Mine was the first generation to grow up with the terror of nuclear war. Even as little kids, we knew about skeletons on fire and melting flesh. I had nightmares about being where a hydrogen bomb was dropped. Our fears weren’t groundless. We had useless air raid drills twice a year in school. I’ve never figured out how leaning my face against my locker and putting an arm behind my head would protect me from radiation poisoning and the school being reduced to rubble.
I grew up watching dead, burnt bodies in Vietnam on the evening news. We ate dinner while watching the news. I saw a naked child running down the street after she had been burned by napalm. I saw a Vietnamese man get his brains blown out of his head. Every time Lyndon Johnson came on TV, I told myself, “this time he will say it’s over.” He didn’t. He always came to us with a heavy heart. I was in high school when LBJ decided not to run for reelection. There was an announcement over the PA telling us he wasn’t running. That’s how much against the war people – even conservative people – were.
After my clock radio alarm woke me up on May 5, 1970, I listened to the news about how the Ohio National Guard opened fire on unarmed students and murdered four people. I felt cold terror in my bowels. Ten years later, I was in college during Commuter Daze – a time to blow off steam before final exams – and saw the sheet hanging from the second floor of the student union. “My God, my God, they are killing us.” I felt as if I had been kicked in the stomach. I was halfway through eating a hot dog. Being seven years older than my classmates, what they learned about was what I experienced. I remember hearing someone say the message was about “some kids got killed.”

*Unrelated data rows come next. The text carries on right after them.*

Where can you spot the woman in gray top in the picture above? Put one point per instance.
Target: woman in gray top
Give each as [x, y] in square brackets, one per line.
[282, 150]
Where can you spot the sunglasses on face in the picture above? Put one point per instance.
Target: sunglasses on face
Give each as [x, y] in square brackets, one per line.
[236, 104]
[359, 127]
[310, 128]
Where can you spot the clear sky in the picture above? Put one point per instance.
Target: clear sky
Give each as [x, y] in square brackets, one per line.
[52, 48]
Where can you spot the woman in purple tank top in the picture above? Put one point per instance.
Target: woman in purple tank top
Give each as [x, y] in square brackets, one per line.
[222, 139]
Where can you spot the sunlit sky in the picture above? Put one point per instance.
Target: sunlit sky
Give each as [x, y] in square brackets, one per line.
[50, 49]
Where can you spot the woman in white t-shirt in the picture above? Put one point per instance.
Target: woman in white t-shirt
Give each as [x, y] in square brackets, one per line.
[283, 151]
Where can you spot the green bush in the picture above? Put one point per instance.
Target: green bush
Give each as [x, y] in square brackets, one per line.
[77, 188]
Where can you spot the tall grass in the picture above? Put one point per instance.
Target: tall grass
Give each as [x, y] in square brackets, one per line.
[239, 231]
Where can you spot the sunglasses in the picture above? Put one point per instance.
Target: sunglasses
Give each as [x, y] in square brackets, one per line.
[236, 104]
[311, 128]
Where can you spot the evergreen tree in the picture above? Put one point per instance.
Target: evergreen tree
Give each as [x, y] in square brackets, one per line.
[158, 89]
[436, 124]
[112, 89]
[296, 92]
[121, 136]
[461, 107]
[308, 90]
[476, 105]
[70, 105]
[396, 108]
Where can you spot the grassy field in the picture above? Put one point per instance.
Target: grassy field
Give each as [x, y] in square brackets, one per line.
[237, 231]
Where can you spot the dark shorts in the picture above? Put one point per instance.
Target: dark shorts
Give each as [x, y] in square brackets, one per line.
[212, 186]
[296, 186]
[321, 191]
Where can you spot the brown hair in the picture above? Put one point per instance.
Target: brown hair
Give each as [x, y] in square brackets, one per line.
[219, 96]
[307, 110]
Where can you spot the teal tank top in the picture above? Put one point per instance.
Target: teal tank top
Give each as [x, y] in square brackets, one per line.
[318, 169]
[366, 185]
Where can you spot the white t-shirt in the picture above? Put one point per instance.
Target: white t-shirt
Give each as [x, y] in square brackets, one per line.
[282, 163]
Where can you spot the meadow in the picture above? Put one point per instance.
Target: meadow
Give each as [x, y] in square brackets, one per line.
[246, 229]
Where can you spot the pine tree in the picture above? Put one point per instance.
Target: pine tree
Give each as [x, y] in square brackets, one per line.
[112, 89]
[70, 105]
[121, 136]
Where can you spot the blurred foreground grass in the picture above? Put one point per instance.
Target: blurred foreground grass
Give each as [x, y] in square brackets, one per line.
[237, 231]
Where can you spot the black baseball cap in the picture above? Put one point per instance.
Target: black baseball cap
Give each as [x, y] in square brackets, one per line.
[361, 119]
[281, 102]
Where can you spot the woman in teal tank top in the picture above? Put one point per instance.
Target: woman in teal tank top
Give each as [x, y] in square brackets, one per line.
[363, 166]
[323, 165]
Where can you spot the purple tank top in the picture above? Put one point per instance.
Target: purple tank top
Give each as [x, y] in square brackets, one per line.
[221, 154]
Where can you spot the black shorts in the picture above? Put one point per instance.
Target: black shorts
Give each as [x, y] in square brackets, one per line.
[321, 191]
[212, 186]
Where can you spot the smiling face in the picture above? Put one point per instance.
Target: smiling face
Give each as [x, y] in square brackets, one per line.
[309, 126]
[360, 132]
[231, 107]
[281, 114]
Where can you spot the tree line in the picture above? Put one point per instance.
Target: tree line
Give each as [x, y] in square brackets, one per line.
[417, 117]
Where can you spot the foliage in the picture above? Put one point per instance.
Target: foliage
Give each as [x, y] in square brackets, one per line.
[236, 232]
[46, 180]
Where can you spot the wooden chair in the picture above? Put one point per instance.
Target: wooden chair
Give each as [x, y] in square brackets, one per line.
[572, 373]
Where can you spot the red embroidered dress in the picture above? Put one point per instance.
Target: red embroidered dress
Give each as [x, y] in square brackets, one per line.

Yesterday, February 24, 2022, I had a court appearance via zoom. This was a worker’s comp case and we had already worked out a settlement. All that needed to be done was the judge to ask my client if my client understood the terms and to approve the settlement agreement. Purely a formality. I’m comfortable in court. I love hearings and trials. I spent the morning on edge and anxious. After a while, I realized it wasn’t a hearing that concerned me. I was anxious because Russia invaded Ukraine and had captured what had been contained radiation from Chernobyl after the reactor melted down. NATO is going to have to respond. The US is already sending troops to Eastern Europe. Russia is aligned with China and North Korea. All three countries have nuclear weapons capable of hitting the US and all three countries are run by madmen. We are sitting on the edge of a world war. This time, there will be no winners. There will only be radiation.
What terrified me as a child, terrifies me now.
Thank God the narcissistic sociopath lost the election.